Justice: Denied
28 January 2012
Warning: Spoilers
Errol Morris' "The Thin Blue Line" documents the 1976 murder of Dallas police officer Robert Wood. David Harris, a young drifter, was initially arrested for the crime, but later testified that another man, Randall Adams, was actually responsible for the murder. Adams claimed to know nothing about the murder. Local authorities believed Harris, however, and Adams was eventually charged and given the death sentence. As the film begins, Adams has been in jail for 11 years, and Harris is serving time for an unrelated crime.

Using dramatic reconstructions and many eye-witness testimonies, Morris' documentary dives headlong into the case. It's a "Rashomon" styled parade of conflicting testimonies and overlapping subjective viewpoints, the truth of the murder murky and shapeless, until things begin to focus. When the crime begins to coalesce, a pitiful picture begins to take shape: rampant police corruption led to Adams being falsely convicted, Harris emerges as a juvenile psychopath, police incompetence is exposed, scapegoats are exonerated, corroborating evidence and testimonies are undermined, the moral character of lawyers, psychiatrists, law enforcement officers and expert witnesses is called into question, and even the testimonies of regular civilians are seen to be wholly biased, easily swayed by personal desires for money and fame. The film's point: trust no one, test the gods, and keep probing until you find the truth.

"The Thin Blue Line" was well received when it released in the late 1980s, but it would be a number of years before its influence on the documentary genre would become apparent. Morris' dramatic reconstructions of the crime – filmed in nightmarish, noirish hues and resemblant of a David Lynch film - talking heads, and overall aesthetic/approach would give rise to an entire documentary industry, influencing countless TV crime docs, court TV stations and investigative programmes. Adding weight to Morris' visuals is a mounting, powerful score by Philip Glass, which pulls portentously down on the picture like a hang man's noose.

Still, for a film purporting to "search for the truth", "The Thin Blue Line" is at times a thin work. Suspicious holes in Adams' memory are skirted over, and though the film places human faces on those ignored men and women who live on the fringes of society, either economically or psychologically, too little effort is put into delving into the lives of these characters. Subsequent writing on Harris (who has since been executed), for example, has demonstrated that he too was a victim, alcoholic and suicidal at the mere age of 11, and condemned to live with a violently abusive family. Also missing from the film is any trace of homosexuality, any trace of the psycho-sexual confusion these two men were experiencing and any understanding how their marginalization may have affected their sexuality.
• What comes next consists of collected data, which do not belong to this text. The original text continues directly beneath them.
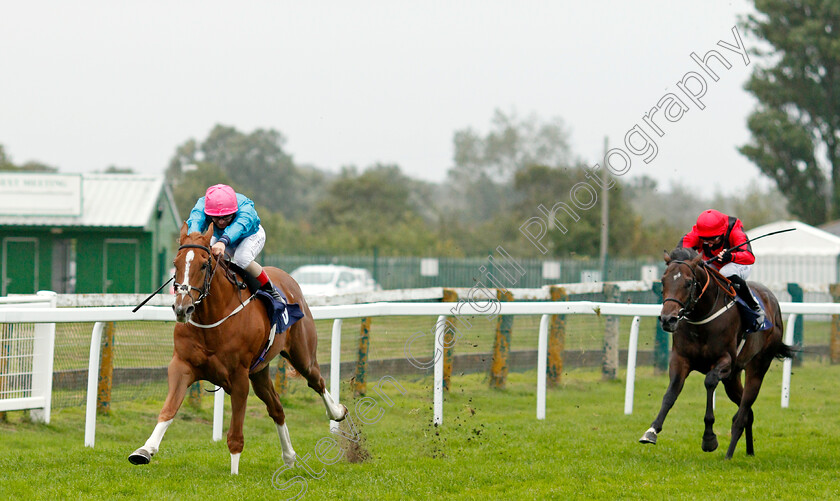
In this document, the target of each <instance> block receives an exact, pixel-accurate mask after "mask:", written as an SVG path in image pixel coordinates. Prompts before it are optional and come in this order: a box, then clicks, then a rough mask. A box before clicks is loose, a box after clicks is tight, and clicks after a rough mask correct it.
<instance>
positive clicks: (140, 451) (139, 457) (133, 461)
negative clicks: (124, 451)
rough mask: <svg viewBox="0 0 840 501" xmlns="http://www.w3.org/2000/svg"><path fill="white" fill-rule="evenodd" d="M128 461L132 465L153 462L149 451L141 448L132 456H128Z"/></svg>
mask: <svg viewBox="0 0 840 501" xmlns="http://www.w3.org/2000/svg"><path fill="white" fill-rule="evenodd" d="M128 460H129V462H131V464H149V461H151V460H152V455H151V454H149V451H147V450H146V449H144V448H142V447H141V448H139V449H137V450H136V451H134V452H132V453H131V455H130V456H128Z"/></svg>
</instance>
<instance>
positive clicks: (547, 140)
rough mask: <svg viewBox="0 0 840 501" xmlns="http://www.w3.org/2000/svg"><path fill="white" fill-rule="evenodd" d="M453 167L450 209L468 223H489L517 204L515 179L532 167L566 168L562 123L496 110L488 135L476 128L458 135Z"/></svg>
mask: <svg viewBox="0 0 840 501" xmlns="http://www.w3.org/2000/svg"><path fill="white" fill-rule="evenodd" d="M453 146H454V154H453V160H454V162H455V165H454V166H453V167H452V168H451V169H450V170H449V173H448V189H449V190H450V191H451V194H450V196H449V197H448V198H449V203H448V204H447V206H448V208H449V209H452V210H455V211H457V212H458V213H459V215H460V216H461V217H463V218H464V219H465V220H468V221H473V222H483V221H489V220H491V219H493V217H495V215H496V214H499V213H504V212H506V211H507V210H509V208H510V204H511V203H514V202H515V200H513V199H512V197H513V196H514V195H515V193H514V192H513V190H512V183H513V179H514V177H515V176H516V173H517V172H518V171H520V170H521V169H524V168H527V167H529V166H532V165H549V166H553V167H560V166H566V165H568V164H569V162H570V159H571V150H570V148H569V144H568V137H567V133H566V131H565V127H564V125H563V123H562V121H561V120H560V119H553V120H550V121H547V122H543V121H541V120H540V119H539V117H537V116H536V115H533V114H532V115H530V116H528V117H527V118H524V119H523V118H520V117H518V116H517V115H516V114H515V113H511V114H510V115H506V114H505V113H502V112H501V111H499V110H496V111H495V113H494V115H493V119H492V120H491V128H490V131H489V132H488V133H487V134H485V135H481V134H480V133H479V132H477V131H475V130H474V129H472V128H469V127H468V128H466V129H462V130H459V131H456V132H455V135H454V137H453Z"/></svg>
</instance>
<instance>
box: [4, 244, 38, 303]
mask: <svg viewBox="0 0 840 501" xmlns="http://www.w3.org/2000/svg"><path fill="white" fill-rule="evenodd" d="M0 285H2V291H0V292H2V295H3V296H5V295H7V294H34V293H35V292H37V291H38V239H37V238H23V237H7V238H4V239H3V283H2V284H0Z"/></svg>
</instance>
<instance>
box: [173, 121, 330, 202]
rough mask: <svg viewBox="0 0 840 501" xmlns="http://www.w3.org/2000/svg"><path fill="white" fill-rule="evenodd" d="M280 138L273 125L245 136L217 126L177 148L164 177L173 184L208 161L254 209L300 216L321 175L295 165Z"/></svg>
mask: <svg viewBox="0 0 840 501" xmlns="http://www.w3.org/2000/svg"><path fill="white" fill-rule="evenodd" d="M285 142H286V138H285V137H284V136H283V135H282V134H281V133H280V132H278V131H276V130H273V129H268V130H265V129H257V130H255V131H253V132H251V133H249V134H244V133H242V132H239V131H238V130H236V129H235V128H233V127H228V126H224V125H216V126H215V127H214V128H213V130H211V131H210V134H208V136H207V138H206V139H205V140H204V141H202V142H201V143H199V142H197V141H196V140H195V139H190V140H188V141H186V142H185V143H184V144H182V145H180V146H179V147H178V148H177V149H176V151H175V155H174V156H173V158H172V160H171V161H170V163H169V167H168V168H167V178H168V179H169V181H170V182H171V183H172V184H173V185H174V186H176V185H177V184H178V183H179V182H180V181H181V179H182V178H183V177H184V175H185V172H187V171H189V170H190V169H192V168H194V167H193V166H195V165H198V164H212V165H215V166H217V167H218V168H219V169H220V170H221V172H223V173H224V174H225V177H226V178H228V179H230V181H231V182H233V183H236V184H237V185H238V186H239V187H240V189H242V190H243V193H244V194H246V195H247V196H248V197H249V198H251V199H252V200H254V202H255V203H256V204H257V205H258V206H259V207H261V208H265V209H267V210H270V211H275V212H282V213H283V214H284V215H285V216H287V217H299V216H302V215H305V214H307V213H308V212H309V211H310V209H311V207H312V205H313V203H314V201H315V200H316V199H318V198H319V197H320V196H321V194H322V193H323V190H322V186H323V184H324V182H323V181H324V179H325V176H324V175H323V173H321V172H320V171H318V170H316V169H311V168H306V169H300V168H298V167H296V166H295V164H294V162H293V160H292V157H291V155H289V154H287V153H286V152H285V150H284V149H283V146H284V144H285ZM221 182H223V181H221V180H219V181H217V182H216V183H221ZM216 183H212V184H216ZM205 188H206V187H205Z"/></svg>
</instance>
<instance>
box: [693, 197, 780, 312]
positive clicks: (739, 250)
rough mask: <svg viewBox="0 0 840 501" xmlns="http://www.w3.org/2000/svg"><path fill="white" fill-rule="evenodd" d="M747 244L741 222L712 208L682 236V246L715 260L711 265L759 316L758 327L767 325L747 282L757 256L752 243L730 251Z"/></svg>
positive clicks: (738, 247)
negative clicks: (758, 325) (726, 278)
mask: <svg viewBox="0 0 840 501" xmlns="http://www.w3.org/2000/svg"><path fill="white" fill-rule="evenodd" d="M746 241H747V235H746V234H745V233H744V227H743V225H742V224H741V220H740V219H738V218H737V217H734V216H727V215H726V214H723V213H722V212H719V211H716V210H714V209H709V210H705V211H703V213H701V214H700V216H698V217H697V223H696V224H695V225H694V227H693V228H692V229H691V231H690V232H688V233H687V234H686V235H685V236H684V237H682V239H681V240H680V243H679V247H686V248H693V249H695V250H697V252H699V253H700V254H701V255H702V256H703V259H704V260H707V261H708V260H709V259H714V260H713V261H712V262H711V263H709V264H710V266H713V267H714V268H715V269H717V270H718V271H720V273H721V275H723V276H725V277H726V278H728V279H729V280H730V281H731V282H732V283H733V284H735V285H736V287H735V290H736V291H737V292H738V295H739V296H740V297H741V299H743V300H744V302H746V303H747V305H748V306H749V307H750V308H752V310H753V311H754V312H756V314H757V315H758V318H757V320H756V324H757V325H761V324H763V323H764V310H763V309H762V308H761V306H759V304H758V301H756V299H755V297H754V296H753V294H752V291H750V288H749V286H747V282H746V279H747V277H749V275H750V270H751V268H752V265H753V263H755V255H754V254H753V253H752V248H751V247H750V244H749V243H747V244H746V245H742V246H740V247H738V248H737V249H734V250H732V251H730V250H729V249H732V248H733V247H735V246H737V245H739V244H742V243H744V242H746Z"/></svg>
Indeed, psychopaths (both sexes tend to find psychopaths notoriously charming and sexy) are disproportionately bisexual, and many journalists and writers have since claimed that a bisexual or sexually confused Harris rejected Adams' sexual advances on the night of the murder, and that Adams is himself homosexual. But such avenues aren't explored in the film, nor are there any hints that Adams' sexuality played a role in the police convicting him (Texas was, and still is, renowned for its "Gay Persecution Laws").

Still, "The Thin Blue Line" is primarily interested in police corruption, and along these lines it works well. Morris makes it clear that the police failed to follow up on certain evidence merely because such evidence conflicted with the outcome they wanted to achieve. In other words, the police, like all human beings, engage in rationalizations, and tend to work backwards from their preconceived notions or expectations. Today, experts estimate that about ten thousand people in the US are wrongfully convicted of serious crimes each year (which is roughly between 5 and 14 percent of all convictions). Sixty four percent of the people exonerated of serious crimes had been misidentified (usually erroneous cross-racial identifications), fifteen percent had false confessions forced out of them, and 44 percent were subject to prosecution witnesses committing perjury. For a similar, and arguably better documentary covering this same topic, see "Murder on a Sunday Morning".

8/10 – Though an influential and haunting documentary, time and countless imitators have rendered "The Thin Blue Line" somewhat slow and repetitive. Worth one viewing.